Le postillon revint au bout de dix minutes, remorquant deux hommes dont l’un, vêtu comme un paysan d’une veste en peau de chèvre, montrait un nez d’une belle couleur rouge au milieu d’un visage recuit par d’assez nombreux hivers. L’autre dont les habits gardaient un léger saupoudrage blanc devait être le neveu boulanger. Les deux nouveaux venus saluèrent Gilles gauchement.
— Joël m’a dit, fit celui qui devait être Guégan, que vous vouliez entendre cette malheureuse histoire, mon gentilhomme… mais je me demande s’il y a sûreté pour moi.
— Pourquoi pas ? Si vous n’avez été que spectateur vous n’avez rien à craindre de moi…
— Il veut dire par là, coupa Le Coz, que si par hasard vous aviez des relations avec les fermes… comme, cette nuit-là il braconnait…
Le chevalier haussa les épaules et tira une pièce d’argent de sa poche.
— Je ne croyais pas ressembler à un gabelou. Parle sans crainte, brave homme ! Demande ce que tu veux boire et en outre, je te donne ceci… pour le dérangement.
— Je sais ce qu’il préfère, dit Le Coz. Du rhum !
— Alors, du rhum pour tout le monde.
L’arrivée des pichets fut accueillie avec une satisfaction générale. Le second postillon vint se joindre au groupe et l’on fit cercle près de la cheminée, comme cela se doit faire autour des conteurs, à la veillée.
En manière de préambule, Guégan avala un plein gobelet, se torcha la bouche à sa manche et, gardant au creux de ses mains, pour le réchauffer le gobelet que l’aubergiste venait, sur un signe de Gilles, de remplir à nouveau, entama son histoire dans un silence religieux.
— C’était aux vigiles de Noël. Avec l’idée de prendre un beau lièvre ou un couple de lapins, ou même une plus grosse pièce qu’on m’aurait payée un bon prix chez Maître Le Coz, j’étais allé poser des pièges dans la forêt, près de l’étang du château de Trecesson, à deux grandes lieues d’ici mais pas loin de mon village de Campénéac. C’est un bon coin ; la nuit, les bêtes viennent boire à l’étang et je connais bien leurs habitudes.

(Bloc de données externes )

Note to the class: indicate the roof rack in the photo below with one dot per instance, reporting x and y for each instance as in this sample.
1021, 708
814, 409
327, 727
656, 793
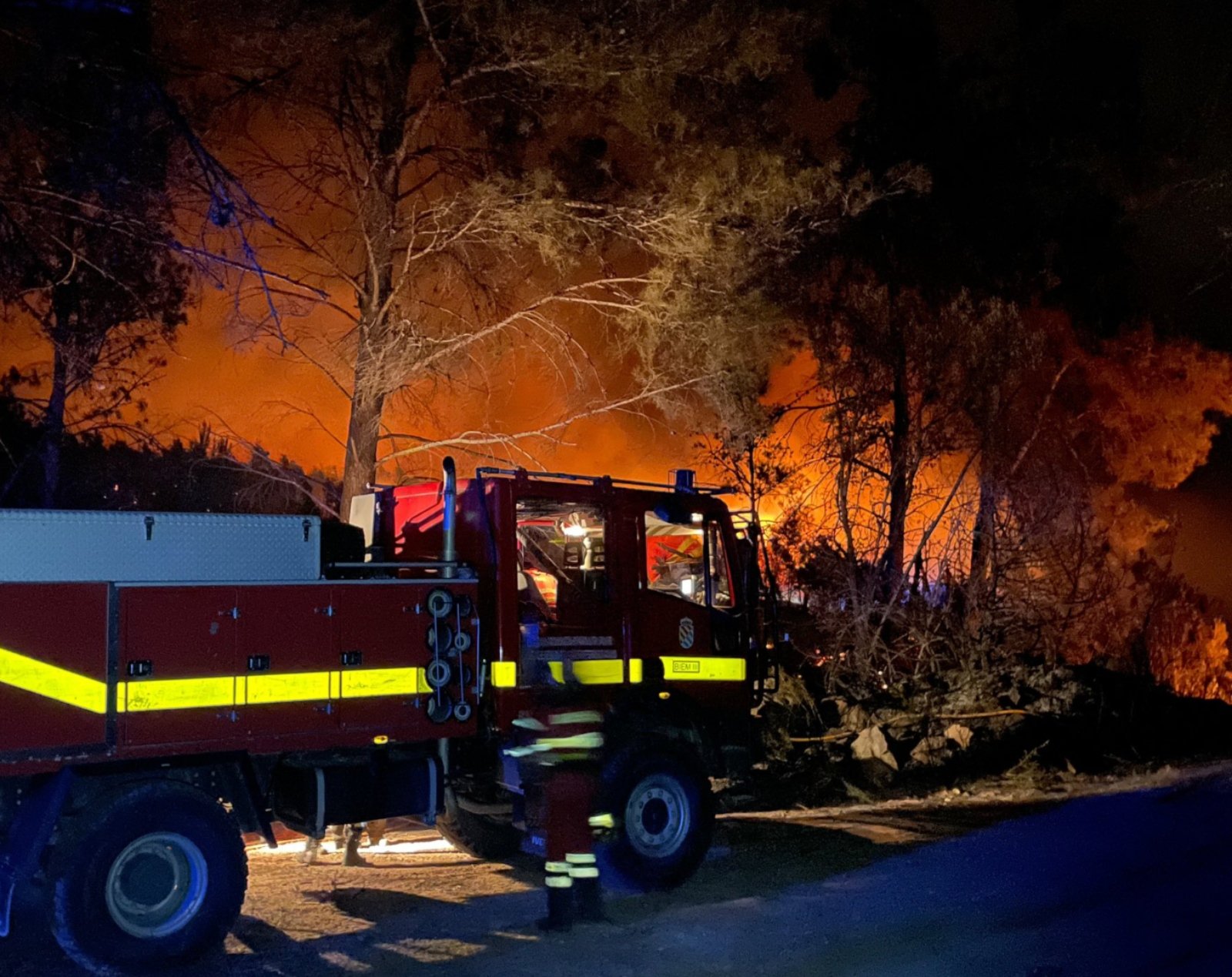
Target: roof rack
598, 480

» Ce soir-là, je suis parti à la nuit close. Il faisait froid et noir mais j’ai le cuir dur et j’ai jamais eu peur de l’obscurité. En marchant d’un bon pas, j’ai eu vite fait d’atteindre les alentours du château. Tout était tranquille et il n’y avait pas une lumière. J’en ai été content parce que cela voulait dire qu’il ne devait pas y avoir grand monde au château. Monsieur le comte de Châteaugiron-Trecesson à qui il appartient par mariage avait peut-être décidé de passer la Noël dans son hôtel de Rennes. J’étais donc bien tranquille et à peu près sûr de ne pas me faire pincer.

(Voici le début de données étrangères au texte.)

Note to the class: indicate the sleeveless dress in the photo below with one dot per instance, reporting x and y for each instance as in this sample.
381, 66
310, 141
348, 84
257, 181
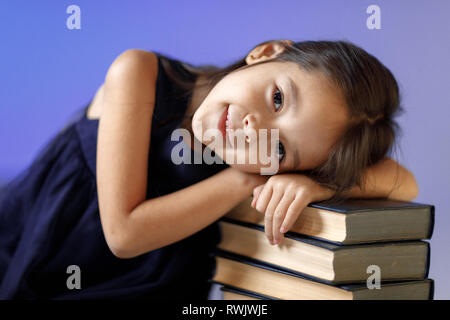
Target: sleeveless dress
49, 217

» Je m’étais mis à faire mes petites installations quand j’ai entendu, tout à coup, le bruit de chevaux qui approchaient et qui approchaient vite. J’ai eu peur. L’idée m’est venue que c’était peut-être le châtelain qui arrivait et, pour ne pas me faire prendre, je me suis dépêché de grimper dans le premier arbre venu. Le cœur me battait un peu. Ce n’est pas que Monsieur le Comte soit un homme sévère ou avare mais, comme tous les châtelains de Trecesson depuis des siècles, c’est un chasseur et, depuis ces mêmes siècles, chasseur et braconnier n’ont jamais fait bon ménage. Pourtant, je n’avais pas trop de souci à me faire. Il n’y avait plus de feuilles aux arbres mais la nuit était sombre…
» Pourtant, une fois là-haut, je me suis demandé un instant si je n’avais pas eu la berlue : on n’entendait plus rien.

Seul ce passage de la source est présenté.